The contemporary Orthodox Church sometimes idolizes them, even seems to put them above scripture, while quietly shuffling their misdeeds under the rug, but the fact is they were humans just like us, their squabbling no different than modern denominational disagreements, and yet, underneath it all, they had a common faith that they could have practiced in peace and love, had they put away the works of the flesh.
Yes, faith in God and in His Christ is one thing, and faith as a body of doctrine quite another, yet we use the same word for both. This has been largely responsible for the decline of Christianity throughout the ages, and especially now, when we are living not in a post-Christian age, but deservedly in a post-church one.

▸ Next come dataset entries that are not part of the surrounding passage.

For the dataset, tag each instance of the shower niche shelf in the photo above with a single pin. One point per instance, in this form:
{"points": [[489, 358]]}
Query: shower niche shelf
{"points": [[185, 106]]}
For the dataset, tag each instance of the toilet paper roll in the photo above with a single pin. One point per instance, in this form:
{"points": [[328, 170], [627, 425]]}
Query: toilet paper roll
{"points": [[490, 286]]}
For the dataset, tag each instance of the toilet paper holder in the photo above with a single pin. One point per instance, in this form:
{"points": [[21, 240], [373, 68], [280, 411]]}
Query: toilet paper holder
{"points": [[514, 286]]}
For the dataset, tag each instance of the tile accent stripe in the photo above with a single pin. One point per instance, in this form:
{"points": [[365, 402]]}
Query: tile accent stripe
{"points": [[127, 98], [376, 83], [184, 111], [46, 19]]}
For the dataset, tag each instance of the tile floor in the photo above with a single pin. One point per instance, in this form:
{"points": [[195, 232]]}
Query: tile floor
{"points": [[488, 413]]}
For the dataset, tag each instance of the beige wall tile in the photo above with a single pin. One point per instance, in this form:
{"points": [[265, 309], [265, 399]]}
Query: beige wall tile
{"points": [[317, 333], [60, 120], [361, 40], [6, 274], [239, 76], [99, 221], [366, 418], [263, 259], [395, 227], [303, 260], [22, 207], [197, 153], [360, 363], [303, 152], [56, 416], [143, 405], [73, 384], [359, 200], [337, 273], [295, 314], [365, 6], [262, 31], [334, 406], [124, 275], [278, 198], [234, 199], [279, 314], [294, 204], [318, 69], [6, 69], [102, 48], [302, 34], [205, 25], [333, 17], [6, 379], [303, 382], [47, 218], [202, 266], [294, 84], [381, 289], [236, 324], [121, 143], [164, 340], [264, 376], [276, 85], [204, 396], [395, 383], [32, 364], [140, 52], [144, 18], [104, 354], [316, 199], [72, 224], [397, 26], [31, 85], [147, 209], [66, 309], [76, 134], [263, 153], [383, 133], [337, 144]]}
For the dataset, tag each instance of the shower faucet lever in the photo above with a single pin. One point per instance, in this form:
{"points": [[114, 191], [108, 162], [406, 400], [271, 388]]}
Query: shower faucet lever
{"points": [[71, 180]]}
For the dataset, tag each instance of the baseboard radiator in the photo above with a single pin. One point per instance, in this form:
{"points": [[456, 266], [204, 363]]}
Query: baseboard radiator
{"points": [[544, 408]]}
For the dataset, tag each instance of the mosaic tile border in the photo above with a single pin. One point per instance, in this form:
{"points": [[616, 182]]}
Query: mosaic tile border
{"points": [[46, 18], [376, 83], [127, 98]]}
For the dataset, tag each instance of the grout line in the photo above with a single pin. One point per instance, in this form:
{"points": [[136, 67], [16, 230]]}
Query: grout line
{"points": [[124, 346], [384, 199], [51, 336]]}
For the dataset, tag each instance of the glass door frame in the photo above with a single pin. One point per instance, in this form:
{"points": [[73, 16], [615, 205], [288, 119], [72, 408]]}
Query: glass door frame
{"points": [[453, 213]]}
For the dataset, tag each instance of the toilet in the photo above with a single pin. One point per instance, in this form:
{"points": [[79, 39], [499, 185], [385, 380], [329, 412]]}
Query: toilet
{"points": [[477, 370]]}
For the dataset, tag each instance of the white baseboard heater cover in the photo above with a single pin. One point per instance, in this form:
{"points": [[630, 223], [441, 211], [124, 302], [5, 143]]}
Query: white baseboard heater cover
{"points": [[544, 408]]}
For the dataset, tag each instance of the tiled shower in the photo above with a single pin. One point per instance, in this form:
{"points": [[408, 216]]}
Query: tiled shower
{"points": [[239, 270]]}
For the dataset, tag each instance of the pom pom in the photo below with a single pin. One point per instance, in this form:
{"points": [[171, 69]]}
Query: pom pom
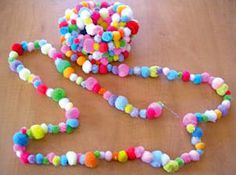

Church is people in Christ. We can institutionalise ‘church’ just as church has institutionalized ‘faith.’ We think we do this to preserve both, yet we do exactly the opposite.
Christianity is not and never was perpetuated by institutions, only by what C. S. Lewis so aptly called ‘good infection.’ In our studies of the Bible and the Church fathers, we should never forget that it is only God and His Christ, Jesus, and what He has won for us, that matters.